Read The Daughters of Mars Online
Authors: Thomas Keneally
And so in the first days of spring Ernest turned up at Château Baincthun—a lanky, strong-looking boy Naomi half remembered from the Macleay. He told her he had walked from Boulogne—where he was waiting for the boat to London for leave. He had spent the winter campaigning but as was usual with men he gave few details. In fact, when she was called to meet him, she thought that what he had been through seemed to sit easily with him. Unlike officers he wore no gloves and not even the mittens the orderlies at the château wore. The cold, wet hike from town had not seemed a hardship to him. She took him to drink tea in the room that served as the nurses’ mess.

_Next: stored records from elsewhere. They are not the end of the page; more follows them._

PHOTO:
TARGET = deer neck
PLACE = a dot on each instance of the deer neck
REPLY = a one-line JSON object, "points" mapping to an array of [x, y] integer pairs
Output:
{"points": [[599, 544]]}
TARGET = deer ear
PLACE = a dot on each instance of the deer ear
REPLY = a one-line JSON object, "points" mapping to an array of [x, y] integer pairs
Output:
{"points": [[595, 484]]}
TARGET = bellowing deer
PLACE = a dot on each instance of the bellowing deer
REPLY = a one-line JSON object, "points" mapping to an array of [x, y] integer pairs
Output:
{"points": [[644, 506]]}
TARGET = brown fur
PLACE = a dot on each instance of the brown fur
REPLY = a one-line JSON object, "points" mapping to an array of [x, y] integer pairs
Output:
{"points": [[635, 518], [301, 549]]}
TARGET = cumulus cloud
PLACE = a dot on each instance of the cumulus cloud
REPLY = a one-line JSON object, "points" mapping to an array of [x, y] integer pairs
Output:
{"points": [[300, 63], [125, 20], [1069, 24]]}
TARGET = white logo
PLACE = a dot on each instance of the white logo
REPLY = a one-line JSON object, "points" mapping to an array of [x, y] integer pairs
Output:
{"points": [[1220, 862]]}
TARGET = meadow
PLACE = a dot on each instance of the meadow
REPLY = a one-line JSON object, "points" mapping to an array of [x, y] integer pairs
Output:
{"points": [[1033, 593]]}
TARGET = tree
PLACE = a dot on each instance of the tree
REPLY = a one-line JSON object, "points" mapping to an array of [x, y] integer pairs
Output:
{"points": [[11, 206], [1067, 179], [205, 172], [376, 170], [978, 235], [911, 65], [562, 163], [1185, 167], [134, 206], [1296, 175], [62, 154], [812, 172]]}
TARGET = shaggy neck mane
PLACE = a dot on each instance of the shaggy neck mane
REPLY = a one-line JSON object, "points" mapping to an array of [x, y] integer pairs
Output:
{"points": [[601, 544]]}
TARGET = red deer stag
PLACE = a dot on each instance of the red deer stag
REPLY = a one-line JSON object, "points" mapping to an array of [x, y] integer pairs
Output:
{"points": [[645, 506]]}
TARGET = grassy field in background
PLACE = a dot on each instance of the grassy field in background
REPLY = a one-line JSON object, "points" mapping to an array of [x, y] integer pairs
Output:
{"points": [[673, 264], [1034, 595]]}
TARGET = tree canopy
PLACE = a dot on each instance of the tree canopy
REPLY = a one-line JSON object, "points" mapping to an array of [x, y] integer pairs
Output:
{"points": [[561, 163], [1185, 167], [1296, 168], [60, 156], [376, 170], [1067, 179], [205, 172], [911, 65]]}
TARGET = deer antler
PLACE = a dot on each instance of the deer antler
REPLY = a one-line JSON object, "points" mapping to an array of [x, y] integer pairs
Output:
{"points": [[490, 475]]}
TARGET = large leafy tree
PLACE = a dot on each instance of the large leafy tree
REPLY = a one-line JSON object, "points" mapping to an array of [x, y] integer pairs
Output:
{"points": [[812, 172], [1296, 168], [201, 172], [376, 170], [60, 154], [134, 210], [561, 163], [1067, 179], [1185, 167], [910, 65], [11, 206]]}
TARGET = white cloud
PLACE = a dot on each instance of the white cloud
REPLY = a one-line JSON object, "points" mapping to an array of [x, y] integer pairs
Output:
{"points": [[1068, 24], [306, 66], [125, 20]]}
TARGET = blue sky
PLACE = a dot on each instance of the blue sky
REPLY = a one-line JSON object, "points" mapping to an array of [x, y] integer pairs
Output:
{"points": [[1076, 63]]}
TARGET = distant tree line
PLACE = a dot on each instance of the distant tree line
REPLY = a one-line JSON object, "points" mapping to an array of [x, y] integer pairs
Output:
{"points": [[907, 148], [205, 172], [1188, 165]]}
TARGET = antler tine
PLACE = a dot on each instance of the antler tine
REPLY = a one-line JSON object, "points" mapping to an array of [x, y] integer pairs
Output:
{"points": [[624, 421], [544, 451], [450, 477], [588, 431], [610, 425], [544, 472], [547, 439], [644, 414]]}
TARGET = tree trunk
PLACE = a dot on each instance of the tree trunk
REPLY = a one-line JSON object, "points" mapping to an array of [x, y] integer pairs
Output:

Sorry if I’m a bit in the way, he said. He did do an impersonation of a clodhopper in his army boots. And when she introduced him to Lady Tarlton, he was shy and spoke carefully, like a questioned adolescent.
It’s my mother writing every week, he explained to Naomi. “Have you seen the girls?” Not that I’ve got any objection to that. Except I know you’re busy . . .
And he made a gesture to the east, that casual reference to the huge zone of mire and blood. He drank his tea thirstily.
Isn’t it funny to think that after the war we will be stepbrother and -sister? I think it’s a real bargain on Mum’s part. I always thought you Durance girls had a kind of style. Well, as long as you can stand the rough Sorleys . . .
Have you had any wounds? she asked.
I had the gas a bit, he admitted. The stuff that hangs around and everyone’s hoarse with it. But I wasn’t bad enough to go to the regimental aid post. You know, it’s a shock at first. You go into stunts where you don’t think a fly would live, let alone a man. But somehow you go on fitting yourself in amongst the lumps of lead. We’re doing pretty well up in Flanders. Showing them a thing or two.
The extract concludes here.